There are signs, however, that some candidates are starting to push back on Trump-style populism.

In a highly-promoted speech this month, former Vice President Mike Pence appeared to reference Trump’s mindset by criticizing a style of populism that strays from true conservativism.

A “growing faction” of voters, he said, would “substitute our faith in limited government and traditional values” for an agenda that consists of little more than “personal grievances and performative outrage.”

‘It’s become a cult’

Republicans who have left the party during the Trump years said too many of his followers are racists, sexists, and xenophobes, the kinds of people who like government when it does things for them, but don’t like it when it does things for others.

“It’s become a cult,” said Rich Galen, a former Republican political strategist.

To many of them, Galen said, the criminal charges are “more evidence that Trump is being persecuted,” and they will continue to defend him no matter how many times he is put on trial.

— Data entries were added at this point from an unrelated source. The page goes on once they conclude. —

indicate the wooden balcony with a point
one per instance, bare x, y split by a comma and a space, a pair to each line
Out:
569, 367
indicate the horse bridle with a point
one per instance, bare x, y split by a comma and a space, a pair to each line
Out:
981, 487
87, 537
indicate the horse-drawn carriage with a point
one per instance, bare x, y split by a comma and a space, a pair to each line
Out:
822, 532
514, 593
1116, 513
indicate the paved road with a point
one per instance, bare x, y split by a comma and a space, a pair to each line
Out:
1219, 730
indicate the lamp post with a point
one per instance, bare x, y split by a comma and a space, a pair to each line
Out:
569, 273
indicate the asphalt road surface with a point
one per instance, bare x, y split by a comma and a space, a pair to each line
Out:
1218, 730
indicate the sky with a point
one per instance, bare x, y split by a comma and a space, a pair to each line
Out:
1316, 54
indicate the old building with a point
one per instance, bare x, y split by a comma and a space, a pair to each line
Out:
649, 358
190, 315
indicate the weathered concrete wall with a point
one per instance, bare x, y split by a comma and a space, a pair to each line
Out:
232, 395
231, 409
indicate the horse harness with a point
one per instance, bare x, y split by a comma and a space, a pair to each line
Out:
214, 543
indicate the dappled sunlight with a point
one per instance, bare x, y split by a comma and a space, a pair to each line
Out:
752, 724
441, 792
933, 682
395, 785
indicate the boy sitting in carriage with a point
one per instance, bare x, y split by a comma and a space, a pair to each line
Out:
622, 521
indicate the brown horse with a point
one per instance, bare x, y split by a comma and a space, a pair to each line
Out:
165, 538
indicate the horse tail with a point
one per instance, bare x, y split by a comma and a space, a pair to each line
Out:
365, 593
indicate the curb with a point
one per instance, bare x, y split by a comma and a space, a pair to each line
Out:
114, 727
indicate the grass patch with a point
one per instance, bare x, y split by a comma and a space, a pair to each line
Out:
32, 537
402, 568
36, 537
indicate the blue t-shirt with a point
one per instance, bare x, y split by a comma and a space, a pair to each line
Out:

The only question is how many diehards will stick with Trump when the Iowa caucuses and New Hampshire primary roll around in January.

Trump’s world: Us-versus-them

Mercieca, a professor of communication and journalism at Texas A&M University, said Trump uses “strategies to take advantage of negative qualities in the electorate.”

“It is us versus them,” she said, adding that Trump is telling his people: “‘I’m on your side, and you should be on my side.'”

Some Trump supporters said they like it that way

Carlos Pacheco, 44, a general contractor from Oregon City, Ore., said people sense that things are “messed up,” and Trump connects with those who feel that way – and there are a lot of them.

“There’s something about him that captures people,” he said.